Other research confirms this hypothesis. Three years ago, researchers (including me) published the findings of a survey on legal requirements for drug testing in prenatal care. Although most women were tolerant of laws requiring screening of pregnant women, 21 percent reported they would be offended if their doctors asked them about drug use as part of prenatal care, and 14 percent said that mandatory testing would discourage prenatal care attendance.

It’s that last bit that most concerns physicians. Avoiding medical care is not what we’d like to see happen.

The goal of all of these policies is to improve the health not only of pregnant women, but also of the children they bear. Many people assume that if physicians simply provide more information — if women are just warned — things will improve. Without research, those assumptions are just unproven hopes.

Dr. Roberts had two suggestions for what might work better. The first: Start over and go through a rigorous process of engaging with women who drink during pregnancy to find out — from them — what would help. Second, stop treating pregnancy as a special case when it comes to alcohol.

“There is some evidence that general population alcohol policies — such as limiting where alcohol can be sold — are associated with improved birth outcomes,” Dr. Roberts said. “This makes sense as research shows that the biggest predictor of drinking during pregnancy is drinking before pregnancy. Women don’t start drinking during pregnancy; if they drink during pregnancy, it’s usually a continuation of the way and the amount they were drinking prior to pregnancy.”

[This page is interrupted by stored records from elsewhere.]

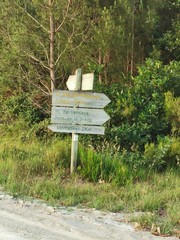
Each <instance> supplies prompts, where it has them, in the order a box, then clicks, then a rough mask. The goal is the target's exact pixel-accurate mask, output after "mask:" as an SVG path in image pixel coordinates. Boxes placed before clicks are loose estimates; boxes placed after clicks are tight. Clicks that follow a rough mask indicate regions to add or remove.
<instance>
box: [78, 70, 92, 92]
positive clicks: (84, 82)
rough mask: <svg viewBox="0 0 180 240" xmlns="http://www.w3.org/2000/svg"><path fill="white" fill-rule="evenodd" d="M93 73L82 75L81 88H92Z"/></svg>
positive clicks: (91, 88)
mask: <svg viewBox="0 0 180 240" xmlns="http://www.w3.org/2000/svg"><path fill="white" fill-rule="evenodd" d="M93 84H94V73H86V74H83V75H82V83H81V90H82V91H87V90H93Z"/></svg>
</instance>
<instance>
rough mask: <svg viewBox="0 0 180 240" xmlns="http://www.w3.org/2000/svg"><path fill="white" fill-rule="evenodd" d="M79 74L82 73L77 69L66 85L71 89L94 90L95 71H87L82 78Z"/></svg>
mask: <svg viewBox="0 0 180 240" xmlns="http://www.w3.org/2000/svg"><path fill="white" fill-rule="evenodd" d="M77 74H81V72H80V70H79V69H77V72H76V75H70V76H69V78H68V80H67V82H66V85H67V87H68V89H69V90H71V91H78V90H80V89H81V90H82V91H84V90H93V83H94V73H86V74H83V75H82V79H81V78H78V77H77Z"/></svg>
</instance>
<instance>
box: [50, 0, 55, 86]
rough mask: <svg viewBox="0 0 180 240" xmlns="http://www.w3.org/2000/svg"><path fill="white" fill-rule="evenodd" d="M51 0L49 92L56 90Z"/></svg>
mask: <svg viewBox="0 0 180 240" xmlns="http://www.w3.org/2000/svg"><path fill="white" fill-rule="evenodd" d="M52 6H53V0H49V12H50V15H49V23H50V35H49V60H50V62H49V67H50V79H51V91H53V90H54V89H55V88H56V82H55V68H54V35H55V30H54V16H53V13H52Z"/></svg>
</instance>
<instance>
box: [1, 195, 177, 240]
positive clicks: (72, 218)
mask: <svg viewBox="0 0 180 240" xmlns="http://www.w3.org/2000/svg"><path fill="white" fill-rule="evenodd" d="M128 219H129V215H128V214H125V213H109V212H101V211H97V210H95V209H78V208H75V207H52V206H48V205H47V204H45V203H43V202H41V201H38V200H34V199H33V200H28V201H27V200H22V199H18V198H14V197H12V196H10V195H8V194H5V193H4V192H3V191H0V240H102V239H103V240H111V239H112V240H141V239H142V240H164V239H165V240H177V239H178V238H176V237H167V238H163V237H160V236H154V235H152V234H151V233H150V232H146V231H140V230H137V229H136V227H135V226H134V225H131V224H130V223H129V221H128Z"/></svg>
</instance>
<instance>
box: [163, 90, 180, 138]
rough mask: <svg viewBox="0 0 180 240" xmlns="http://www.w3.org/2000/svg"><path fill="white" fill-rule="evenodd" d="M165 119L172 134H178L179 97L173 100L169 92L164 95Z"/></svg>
mask: <svg viewBox="0 0 180 240" xmlns="http://www.w3.org/2000/svg"><path fill="white" fill-rule="evenodd" d="M164 104H165V111H166V118H167V119H168V120H169V122H170V123H171V126H172V133H173V134H177V135H179V134H180V97H177V98H174V97H173V94H172V93H171V92H167V93H165V103H164Z"/></svg>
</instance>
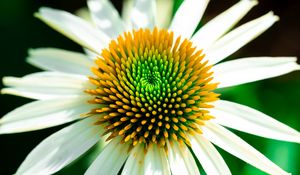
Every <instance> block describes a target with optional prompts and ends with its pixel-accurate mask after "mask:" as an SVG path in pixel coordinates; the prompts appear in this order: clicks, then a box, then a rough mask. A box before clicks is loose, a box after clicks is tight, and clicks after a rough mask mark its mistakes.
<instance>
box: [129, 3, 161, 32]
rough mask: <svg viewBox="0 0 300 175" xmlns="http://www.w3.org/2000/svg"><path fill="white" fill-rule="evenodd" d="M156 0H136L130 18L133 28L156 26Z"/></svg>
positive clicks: (146, 27)
mask: <svg viewBox="0 0 300 175" xmlns="http://www.w3.org/2000/svg"><path fill="white" fill-rule="evenodd" d="M155 15H156V4H155V0H149V1H145V0H135V1H134V6H133V8H132V10H131V14H130V20H131V23H132V26H133V28H135V29H139V28H153V27H154V26H155Z"/></svg>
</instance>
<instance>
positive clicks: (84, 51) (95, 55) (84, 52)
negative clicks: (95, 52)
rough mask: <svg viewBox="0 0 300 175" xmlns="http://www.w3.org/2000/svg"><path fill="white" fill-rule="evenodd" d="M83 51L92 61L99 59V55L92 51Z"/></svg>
mask: <svg viewBox="0 0 300 175" xmlns="http://www.w3.org/2000/svg"><path fill="white" fill-rule="evenodd" d="M83 51H84V53H85V54H86V55H87V56H88V58H89V59H90V60H95V59H97V58H99V57H98V54H97V53H95V52H93V51H90V50H89V49H86V48H83Z"/></svg>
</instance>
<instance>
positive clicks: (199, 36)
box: [192, 0, 258, 49]
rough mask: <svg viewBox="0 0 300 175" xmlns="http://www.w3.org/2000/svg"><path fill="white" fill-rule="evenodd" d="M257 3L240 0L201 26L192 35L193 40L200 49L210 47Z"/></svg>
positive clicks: (225, 32)
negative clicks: (194, 33) (195, 32)
mask: <svg viewBox="0 0 300 175" xmlns="http://www.w3.org/2000/svg"><path fill="white" fill-rule="evenodd" d="M257 3H258V2H257V1H256V0H240V1H239V2H238V3H236V4H235V5H234V6H232V7H231V8H229V9H228V10H226V11H224V12H223V13H221V14H220V15H218V16H217V17H215V18H213V19H212V20H211V21H209V22H208V23H207V24H205V25H204V26H203V27H202V28H200V29H199V31H198V32H197V33H196V34H195V35H194V36H193V37H192V42H193V43H194V44H195V45H196V46H197V47H198V48H199V49H207V48H209V46H211V45H212V44H213V43H214V42H215V41H216V40H217V39H219V38H220V37H221V36H223V35H224V34H225V33H226V32H227V31H228V30H230V29H231V28H232V27H233V26H234V25H235V24H236V23H238V22H239V21H240V20H241V19H242V18H243V17H244V16H245V15H246V14H247V13H248V12H249V10H250V9H251V8H252V7H254V6H255V5H256V4H257Z"/></svg>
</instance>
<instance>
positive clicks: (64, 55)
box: [27, 48, 94, 75]
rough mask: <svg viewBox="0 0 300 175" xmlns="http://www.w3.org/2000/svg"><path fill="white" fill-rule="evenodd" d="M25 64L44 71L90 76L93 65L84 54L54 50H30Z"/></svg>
mask: <svg viewBox="0 0 300 175" xmlns="http://www.w3.org/2000/svg"><path fill="white" fill-rule="evenodd" d="M27 62H29V63H30V64H32V65H34V66H36V67H39V68H41V69H44V70H50V71H58V72H65V73H74V74H80V75H89V74H91V71H90V68H91V67H92V66H94V63H93V62H92V61H91V60H90V59H89V58H88V57H87V56H86V55H84V54H81V53H77V52H71V51H66V50H62V49H56V48H38V49H30V50H29V57H28V58H27Z"/></svg>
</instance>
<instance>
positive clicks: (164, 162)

It might be better to spend time making sure that women are connected to the health care system in general, and that they enter pregnancy healthy — rather than focusing on the nine months of pregnancy, as if that were the only time that mattered.

It’s easy to stigmatize women who drink during pregnancy, with words and with policy. The goal, though, is healthier mothers and infants. To achieve that, policymakers may need to stop stigmatizing and start over.